Dr. Steven Clouse studies these kinds of biochemical interactions, and the mechanisms behind them, in plants. Like humans and other animals, plants have messenger chemicals called hormones that, by binding to specific proteins, control the biochemical interactions that are essential for cellular functions like defense, growth and development, and many other things. When hormones bind to these proteins, it starts a cascade of interactions that result in changes to plant form and function.

A horticultural scientist and molecular biologist, Clouse specifically studies receptor kinases, the protein catalysts on cell surfaces that respond to the signals from hormones and other small molecules. There are more than 400 receptor kinases in the lab rat of plant studies, Arabidopsis thaliana, or mustard weed, and they initiate many diverse signaling pathways within the cell after binding hormones on the cell surface.

In one type of chemical interaction, a phosphate molecule will be added to a receptor kinase in response to hormone binding – the process is called phosphorylation – triggering other chemical interactions that lead to important functions like or stem elongation. Clouse also examines what happens when this process is altered or stifled.

Think of phosphorylation as a regulatory on-off switch that can change cells in some way, Clouse says. When receptor kinases are not correctly phosphorylated, plants can’t grow properly. The result: short-leafed, defective-looking plants that can’t reproduce.

“These hormones – called brassinosteroids – are essential for plant growth; the receptor kinases that bind them are essential for plant growth; and resulting phosphorylation is also essential for plant growth,” Clouse says.

Clouse and Dr.

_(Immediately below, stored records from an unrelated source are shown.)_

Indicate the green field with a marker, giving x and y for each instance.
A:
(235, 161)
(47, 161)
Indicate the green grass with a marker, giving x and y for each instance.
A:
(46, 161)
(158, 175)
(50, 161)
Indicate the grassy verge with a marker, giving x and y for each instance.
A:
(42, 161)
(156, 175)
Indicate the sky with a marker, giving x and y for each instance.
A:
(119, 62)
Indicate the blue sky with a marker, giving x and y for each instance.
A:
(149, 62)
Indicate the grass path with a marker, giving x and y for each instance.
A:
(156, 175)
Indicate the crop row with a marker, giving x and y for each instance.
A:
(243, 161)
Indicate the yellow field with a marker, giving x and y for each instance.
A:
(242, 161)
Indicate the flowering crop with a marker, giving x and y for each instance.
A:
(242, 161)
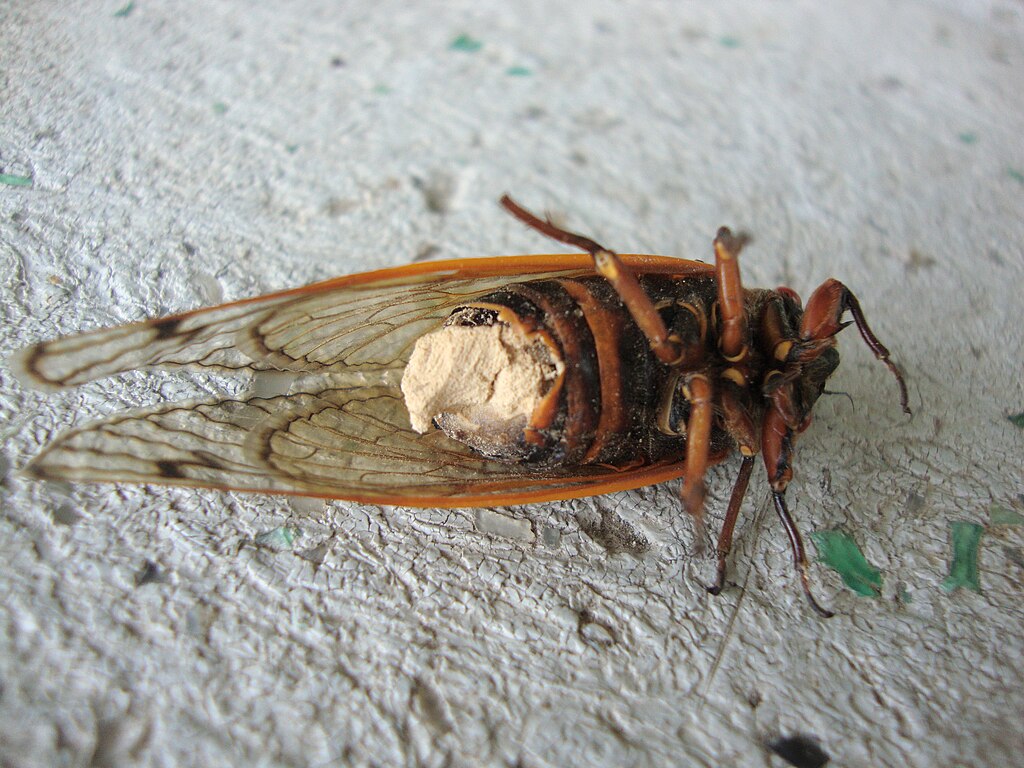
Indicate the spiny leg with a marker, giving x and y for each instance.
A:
(729, 524)
(733, 327)
(609, 266)
(799, 555)
(776, 444)
(697, 389)
(821, 321)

Michael Goshe, NC State professor of molecular and structural biochemistry, and Dr. Steven Huber, a former NC State professor who now works at the University of Illinois, study two particularly important receptor kinases required for brassinosteroid signaling, BRI1 and BAK1, that are key to cell division, stem elongation, and other growth and development functions in plants.

In the past five years, the findings of this team of faculty – along with their postdoctoral scientists and graduate students – on the molecular mechanisms behind hormone-protein interactions have appeared in a number of high-octane scientific journals. One paper in the journal Plant Cell, in 2005, identified specific phosphorylation sites for BRI1, using a combination of genetics, biochemistry and mass spectrometry.

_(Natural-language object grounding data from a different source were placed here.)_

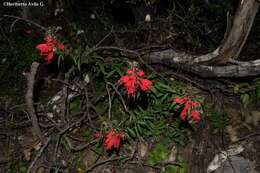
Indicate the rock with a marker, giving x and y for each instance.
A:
(239, 164)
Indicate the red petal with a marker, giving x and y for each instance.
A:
(140, 73)
(97, 135)
(131, 71)
(48, 38)
(113, 139)
(49, 57)
(145, 84)
(44, 48)
(124, 79)
(195, 115)
(185, 110)
(180, 100)
(195, 104)
(61, 47)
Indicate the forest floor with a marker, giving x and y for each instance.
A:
(229, 126)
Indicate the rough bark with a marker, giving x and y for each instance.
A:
(224, 55)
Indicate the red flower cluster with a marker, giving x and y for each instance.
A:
(113, 139)
(190, 107)
(133, 80)
(48, 48)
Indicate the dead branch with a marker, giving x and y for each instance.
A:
(38, 155)
(30, 102)
(229, 49)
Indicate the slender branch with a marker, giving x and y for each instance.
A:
(30, 102)
(26, 20)
(38, 155)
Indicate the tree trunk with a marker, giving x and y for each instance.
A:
(215, 63)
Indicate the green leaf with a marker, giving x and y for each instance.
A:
(257, 91)
(245, 99)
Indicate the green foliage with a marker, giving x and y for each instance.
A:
(182, 166)
(245, 99)
(218, 123)
(257, 90)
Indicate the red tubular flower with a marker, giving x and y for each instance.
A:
(145, 84)
(189, 107)
(195, 115)
(195, 104)
(140, 73)
(180, 100)
(47, 49)
(97, 135)
(185, 110)
(113, 140)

In 2008, a paper in Developmental Cell showed the order of phosphorylation in BRI1 and BAK1 interactions and how it affects plant growth. It also provided the first detailed model of how plant receptor kinases bind with each other and activate each other, and compared this mechanism to the better-known animal models.

More recently, Clouse and colleagues published two papers in Proceedings of the National Academy of Sciences that showed even more details about specific phosphorylation sites.
These phosphorylation sites are important because they can be altered in ways that positively affect agricultural traits. Clouse says a research group overseas altered important BRI1 phosphorylation sites in rice plants and attained up to 30 percent higher yields from the affected plants.

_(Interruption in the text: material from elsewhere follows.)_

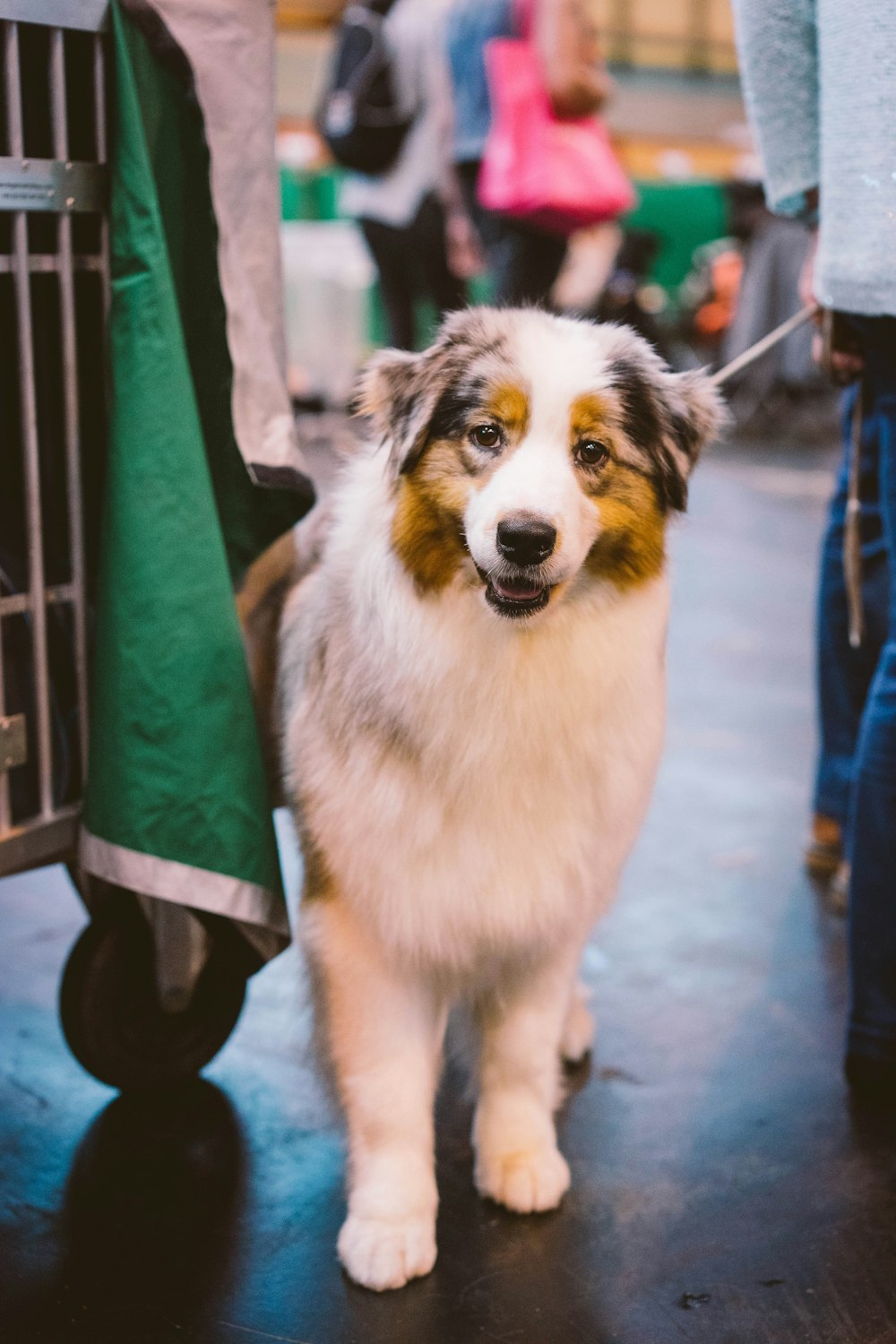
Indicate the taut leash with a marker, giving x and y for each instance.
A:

Clouse’s National Science Foundation funding has come through the Arabidopsis 2010 project, which aims to discover the functions of all 30,000 Arabidopisis genes by 2010.

In 2004, Clouse and colleagues received $2 million over four years to study 223 receptor kinases – like BRI1 and BAK1 – and examine how they phosphorylate.

This summer, the team received a competitive renewal for $2.5 million over the next four years. The grant has a number of goals, two of which are to examine 50 individual receptor kinases by proteomic approaches – essentially looking at the broad spectrum of proteins at the same time. They’ll discover what binds to these receptor kinases and figure out how they interact with other receptor kinases and proteins. They’ll also closely examine 12 of these 50 receptor kinases and discover their function.

In the end, “Small changes at individual phosphorylation sites affect plant growth,” Clouse says. “Understanding the mechanisms behind how plants grow and defend themselves has many practical applications in agriculture.”